Over time, Nigeria has witnessed increased migration of nurses to developed nations due to push factors such as low remuneration, poor governmental policies, poor working conditions, and pull factors such as good working conditions and better pay, which are offered by developed countries. To say the very least, it is appalling that in a country under-staffed by health workers, the few available workers are being mopped up by the governments of foreign countries. While, for such workers, that upward mobility may bring greater financial rewards and job satisfaction, it remains a fact that Nigeria, which facilitated their training, inevitably ends up on the losing side. Only recently, the Saudi Arabian government conducted a recruitment exercise for resident doctors and consultants in the country. The incident, which took place at the Federal Capital Territory (FCT), Abuja, bore eloquent testimony to Nigeria’s serial failures as a state. If doctors, and now nurses, are leaving Nigeria in droves, that can only render the country’s rather wretched health sector further prostrate and impoverished, as it were. There is hardly any professional training that is not subsidised in one way or the other in the country, and the fact that nurses are exiting Nigeria in droves means that Nigeria and Nigerians are not benefiting from the investment in them.

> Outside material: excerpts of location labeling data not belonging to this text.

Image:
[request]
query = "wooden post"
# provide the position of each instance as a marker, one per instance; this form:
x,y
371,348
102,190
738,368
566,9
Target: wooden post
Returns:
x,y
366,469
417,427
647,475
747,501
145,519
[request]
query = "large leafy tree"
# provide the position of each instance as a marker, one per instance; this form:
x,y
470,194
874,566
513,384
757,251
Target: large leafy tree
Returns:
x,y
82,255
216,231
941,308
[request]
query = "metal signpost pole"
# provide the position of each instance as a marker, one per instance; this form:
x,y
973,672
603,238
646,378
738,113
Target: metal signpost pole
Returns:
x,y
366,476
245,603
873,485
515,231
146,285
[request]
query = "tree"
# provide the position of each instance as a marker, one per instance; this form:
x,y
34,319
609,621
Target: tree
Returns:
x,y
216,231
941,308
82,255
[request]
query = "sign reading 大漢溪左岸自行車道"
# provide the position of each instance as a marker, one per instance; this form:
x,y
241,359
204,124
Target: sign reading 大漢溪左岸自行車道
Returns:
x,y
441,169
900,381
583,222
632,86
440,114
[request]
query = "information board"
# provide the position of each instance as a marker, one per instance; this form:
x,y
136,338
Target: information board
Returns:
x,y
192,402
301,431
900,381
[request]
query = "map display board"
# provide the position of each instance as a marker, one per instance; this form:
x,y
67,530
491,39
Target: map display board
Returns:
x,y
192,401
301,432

It cannot but be disturbing news that Nigeria is losing its medical investment to other countries. In simple terms, this means that its future is imperiled: no nation develops without critical human power. The constant haemorrhage of human resources in the health sector bodes ill for the country. Since the mass exodus of nurses and other healthcare workers would not happen if good working conditions were in place, it becomes highly expedient that the system should be restructured in such a way that they are encouraged to stay in the country and give their best to the populace. Unless and until the ravages in the sector are addressed, the mass exodus that the establishment apparently frowns on will continue without let. In any case, the government has become rather notorious for its obnoxiously poor handling of crisis in the sector. Rather than adopting a conciliatory tone and seeking to foster a harmonious relationship with health workers, officials of the Muhammadu Buhari-led government, including the Minister of Labour, have been known to address them disparagingly, thus enabling prolonged strikes. This, we dare say, cannot help the situation in the sector.